Re: Proposed HTTP SEARCH method update from henry.story@bblfish.net on 2015-04-26 (ietf-http-wg@w3.org from April to June 2015)

From: <henry.story@bblfish.net>
Date: Sun, 26 Apr 2015 11:09:33 +0200
To: Amos Jeffries <squid3@treenet.co.nz>
Cc: ietf-http-wg@w3.org
Message-Id: <5ABC7C48-55A9-4304-B691-8BE98F393D72@bblfish.net>
> On 26 Apr 2015, at 09:48, Amos Jeffries <squid3@treenet.co.nz> wrote:
> 
> On 26/04/2015 5:40 p.m., henry.story@bblfish.net wrote:
>> 
>>> On 25 Apr 2015, at 20:56, Mark Nottingham <mnot@mnot.net> wrote:
>>> 
>>> 
>>>> On 26 Apr 2015, at 6:49 am, henry.story@bblfish.net wrote:
>>>> 
>>>> If search is cacheable when the Conent-Location of the response
>>>> matches the effective request uri, how does that show that the
>>>> SEARCH response is not cacheable?
>>> 
>>> It is cacheable — in the sense that it can be stored. However, that
>>> stored response can only be used to satisfy future GET requests to
>>> the same URI — which is probably not what you want.
>>> 
>>> HTTP caching operates upon representations of resource state, which
>>> means accessing the contents of the cache is always GET (or HEAD).
>> 
>> Great!  We are getting closer to the core of the problem, which I had
>> tried to address earlier :-)
>> 
>> I agree that HTTP caching should operate upon representations of
>> resource state. My point it that SEARCH always returns a partial
>> representation of the resource state, so that it should be cachable
>> too. This means improving the caching stack so that it knows how to
>> update partial representations.
>> 
>> To illustrate the different cases, let us take the example from
>> http://datatracker.ietf.org/doc/draft-snell-search-method/ . The
>> resource <http://example.org/contacts> is a small table of contacts. 
>> Let us imagine that
>> 
>> A. GET followed by SEARCH -------------------------
>> 
>> 1. James makes a GET request on <http://example.org/contacts> via a
>> cache C and C caches the returned  representation with etag1 ( and
>> the same Location header ) 2. Ashok then makes a conditional SEARCH
>> request on <http://example.org/contacts> via the same cache C with
>> etag1 too
> 
> What you describe here is a GET being cached and then used to answer a
> SEARCH.
> 
> This has no bearing on whether SEARCH is cacheable. The response to the
> SEARCH remains itself regardless of whether it was generated from the
> origin resource or a *complete* copy of the origin resource.

This example was just to show that the SEARCH should be completely
dependent on the representation returned by the GET.

>> 
>> B. SEARCH followed by SEARCH ----------------------------
>> 
>> 1. a JS Agent in a browser does not know how large </contacts> is,
> 
> Therefore the cache cannot answer SEARCH C requesting 5 records, if the
> SEARCH A only caused 3 records to be cached.
> 
> Meaning the SEARCH has dynamic variance in responses.
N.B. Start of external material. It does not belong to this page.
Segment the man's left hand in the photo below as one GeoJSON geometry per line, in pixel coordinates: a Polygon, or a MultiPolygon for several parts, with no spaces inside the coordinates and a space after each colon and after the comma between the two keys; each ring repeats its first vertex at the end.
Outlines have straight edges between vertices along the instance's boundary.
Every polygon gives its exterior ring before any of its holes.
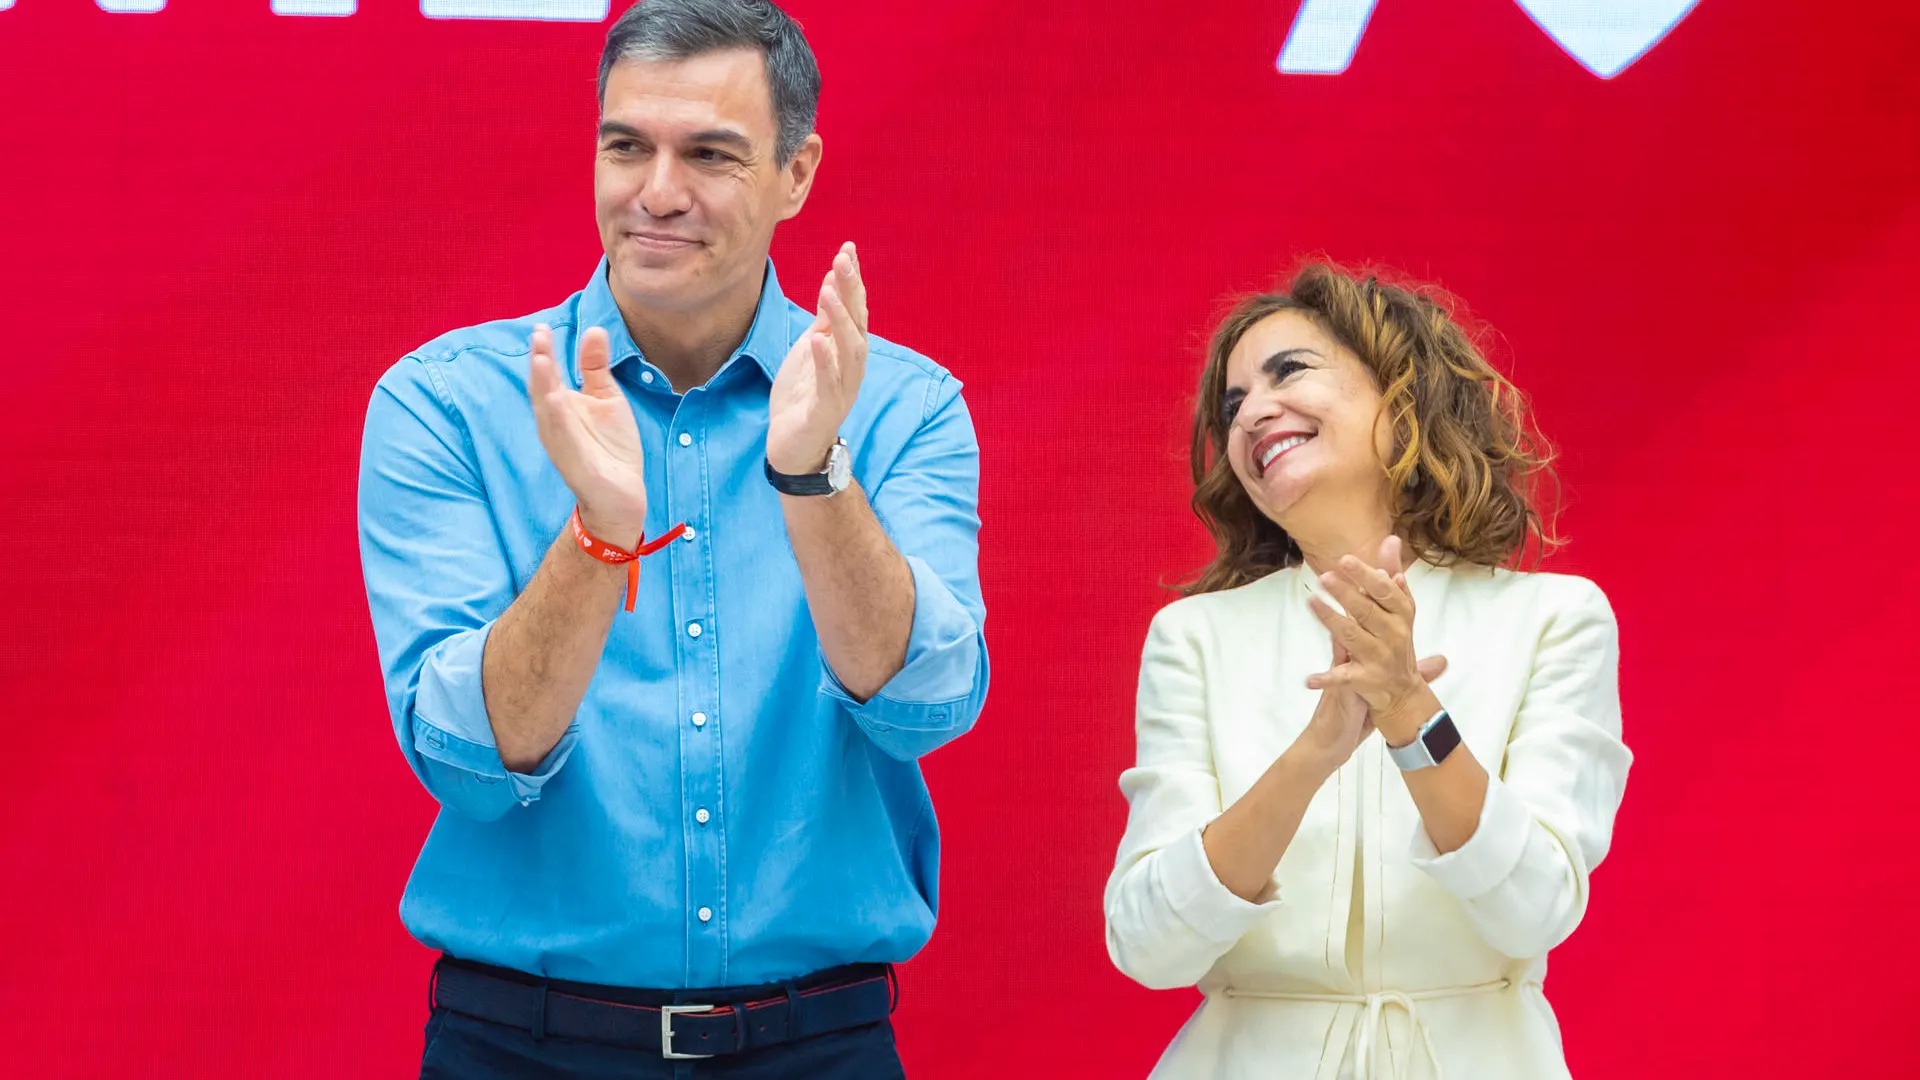
{"type": "Polygon", "coordinates": [[[840,437],[867,372],[867,286],[853,242],[841,245],[820,284],[813,325],[793,343],[768,402],[767,461],[791,475],[817,473],[840,437]]]}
The method alone
> cannot state that the response is cacheable since it depends on other
> case-specific criteria.

yes.

> 
> 
> 
>> and only needs to render a couple of fields from that table, so it
>> sends a SEARCH for those fields to the server example.org via it's
>> local in browser cache BC. 2. The same JS Agent later needs the same
>> to fields again for some different purpose, and sends the same query
>> again using a conditional GET with the same etag.
> 
> Wrong. It would need to send SEARCH again with the same variant
> negotiation details (ie query and language). *IF* the cache has for any
> reason discarded its earlier copy the server will be getting the
> request. You really dont want it to be GET on a large database.

Duh! I meant "using a conditional SEARCH"! Thanks for spotting that.

> 
> SEARCH as a method supplies similar cache needs and semantics to
> GET+Range request. Except that there is no byte offsets defined in the
> SEARCH request to make things easy for caches to identify object byte
> overlaps in stored responses.

yes

> 
> As such, Range can be used to best describe the caching problem with
> SEARCH. ... Caching Range responses is possible but a 206 response with
> 10 bytes of length cannot be used to supply a single Range of 20 bytes.
> 
> With SEARCH this problem is slightly worse because we dont know if or
> where there the missing records might be in the resource. We are forced
> to send the whole SEARCH to the server to find out - which means the new
> reply effectively replaces any cached one and there is no gain.
> At least with Range the cache could have optimize the backend query to
> ask for bytes 11-20.
> 
> 
> IFF we make the assumption that SEARCH is cacheable *somehow* - the
> cache will need to compare the method, URI and all other negotiation
> criteria defined by SEARCH as being relevant before it will serve up the
> cached response. Any non-match is a different SEARCH query requiring the
> backend server to supply new response.

yes. If all the relevant fields match exactly then it should be possible 
to just send back the same byte for byte response. ( it remains to be determined
what the relevant fields are )

Note that if the SEARCH query is place in the body of the request as is suggested
by draft-snell-search-method ( which makes a lot of sense ), then the 
content of the request body needs to be taken into account too. 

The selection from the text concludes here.